- Born: 12 July 1990 (age 35) Rivne, Rivne Oblast, Ukrainian SSR
- Education: Ukrainian National Tchaikovsky Academy of Music
- Occupation: Operatic soprano
- Website: www.olgakulchynskasoprano.com

= Olga Kulchynska =

Ukrainian soprano opera singer

Olga Serhiivna Kulchynska (Ольга Сергіївна Кульчинська; born July 12, 1990) is a Ukrainian soprano opera singer.

== Early life ==
Olga Kulchynska was born in Rivne, Rivne Oblast into a family of musicians. Her grandfather, Yaroslav Kulchynskyi, is an Honored Artist of Ukraine and a singer in the Rivne Philharmonic. Her grandmother Hanna was a contralto, her mother Alina is a cellist, and her father Serhiy is a pianist and worked as the artistic director of the Rivne Philharmonic. Both Olga and her sister Khrystyna became involved with music from an early age; Khrystyna is now a cellist.

== Education ==
At the age of five, Kulchynska began studying at a music school, learning piano and singing in the children's choir. She did not enjoy performing as a pianist as much as she enjoyed singing, and by the time she was thirteen, she had begun to dream of singing solo and had already received her first solo singing lessons from her grandfather, who was teaching at the Rivne Institute of Culture.

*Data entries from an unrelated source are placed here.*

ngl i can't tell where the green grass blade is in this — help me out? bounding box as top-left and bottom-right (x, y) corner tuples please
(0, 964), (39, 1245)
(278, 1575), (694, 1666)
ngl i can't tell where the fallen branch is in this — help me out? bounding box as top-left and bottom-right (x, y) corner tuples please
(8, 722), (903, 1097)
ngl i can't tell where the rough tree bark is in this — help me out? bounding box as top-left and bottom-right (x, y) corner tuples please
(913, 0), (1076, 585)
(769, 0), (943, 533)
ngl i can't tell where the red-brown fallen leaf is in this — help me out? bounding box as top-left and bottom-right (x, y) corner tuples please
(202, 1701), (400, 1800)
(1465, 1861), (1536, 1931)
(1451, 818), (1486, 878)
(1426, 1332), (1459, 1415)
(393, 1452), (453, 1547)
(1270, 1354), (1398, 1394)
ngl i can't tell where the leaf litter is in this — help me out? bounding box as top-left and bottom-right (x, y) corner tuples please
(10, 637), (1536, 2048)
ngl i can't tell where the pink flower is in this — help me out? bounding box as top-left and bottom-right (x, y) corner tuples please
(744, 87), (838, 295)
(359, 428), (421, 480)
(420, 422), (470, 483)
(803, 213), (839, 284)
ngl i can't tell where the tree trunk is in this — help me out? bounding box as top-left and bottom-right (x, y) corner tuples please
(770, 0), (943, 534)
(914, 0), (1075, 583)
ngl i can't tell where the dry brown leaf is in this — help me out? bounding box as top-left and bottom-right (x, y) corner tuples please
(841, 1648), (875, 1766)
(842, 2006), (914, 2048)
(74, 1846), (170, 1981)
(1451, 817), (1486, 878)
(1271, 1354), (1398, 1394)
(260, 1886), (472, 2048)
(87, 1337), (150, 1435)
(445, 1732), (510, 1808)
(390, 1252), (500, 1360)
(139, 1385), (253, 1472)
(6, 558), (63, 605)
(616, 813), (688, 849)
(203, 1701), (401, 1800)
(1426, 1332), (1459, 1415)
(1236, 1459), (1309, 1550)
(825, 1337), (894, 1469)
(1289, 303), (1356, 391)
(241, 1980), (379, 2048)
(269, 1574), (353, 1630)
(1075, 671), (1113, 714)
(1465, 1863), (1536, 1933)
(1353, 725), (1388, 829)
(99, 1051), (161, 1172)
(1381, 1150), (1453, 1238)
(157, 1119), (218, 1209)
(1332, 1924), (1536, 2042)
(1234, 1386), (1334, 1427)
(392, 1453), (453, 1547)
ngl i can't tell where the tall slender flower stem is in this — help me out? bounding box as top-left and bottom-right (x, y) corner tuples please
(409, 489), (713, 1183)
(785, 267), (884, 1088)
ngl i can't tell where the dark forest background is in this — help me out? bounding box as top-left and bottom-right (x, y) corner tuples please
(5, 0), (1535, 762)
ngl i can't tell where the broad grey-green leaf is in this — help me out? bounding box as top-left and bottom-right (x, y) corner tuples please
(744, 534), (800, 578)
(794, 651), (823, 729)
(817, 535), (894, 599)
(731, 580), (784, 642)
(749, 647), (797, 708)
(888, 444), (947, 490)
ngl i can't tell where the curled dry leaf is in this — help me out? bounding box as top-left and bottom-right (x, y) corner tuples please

Kulchynska later entered the Rivne Music School in the theoretical faculty, as there was no vocal faculty. As a third-year student, she then transferred to the R. Glier Kyiv Institute of Music and graduated as a theorist.

She then entered the vocal faculty of the Pyotr Tchaikovsky National Music Academy of Ukraine, studying with Mariia Stefiuk. In 2011, Kulchynska studied with Dmitry Hvorostovsky in a master class held by the National Philharmonic of Ukraine as part of the "Descents to Heaven" festival.

== Career ==
Kulchynska pursued her passion for theater, rather than solely chamber performances, and was accepted to the Youth Program of the Bolshoi Theater in Moscow. After a year of studies with the program, she was designated the third soloist for the part of Marfa in The Tsar's Bride; three days before the first performance, Kulchynska was chosen to sing the premier. She became a full-time soloist for the theater (from 2014 to 2017) and was the first performer to do so after having only one year of studies with the program.

Kulchynska has performed at Opernhaus Zürich, the Gran Teatre del Liceu in Barcelona, Bayerische Staatsoper in Munich, Opera Bastille in Paris, and the Metropolitan Opera in New York, as well as many other notable theaters across Europe.

Her 2024/25 season included her debut at the Salzburger Festspiele, where she also made her role debut as Cleopatra in Giulio Cesare, Susanna at the Metropolitan Opera, her house debut at role debut as Mathilde in Rossini's Wilhelm Tell at Opéra de Lausanne, Mimi in La Bohème at the Royal Ballet and Opera House, and Fiordiligi in Cosi fan Tutte at the Bayerische Staatsoper.

== Awards ==

- 2011 — Grand Prix at the Ivan Alchevsky International Singing Competition in Kharkiv
- 2012 — Third prize at the VI Bulbul International Vocalist Competition
- 2012 — First prize at the Mykola Lysenko International Music Competition in Kyiv
- 2015 — First prize at the Francisco Viñas International Vocal Competition in Barcelona
- 2016 — Third prize at the International Singer Competition "Operalia" Competition in Guadalajara (Mexico)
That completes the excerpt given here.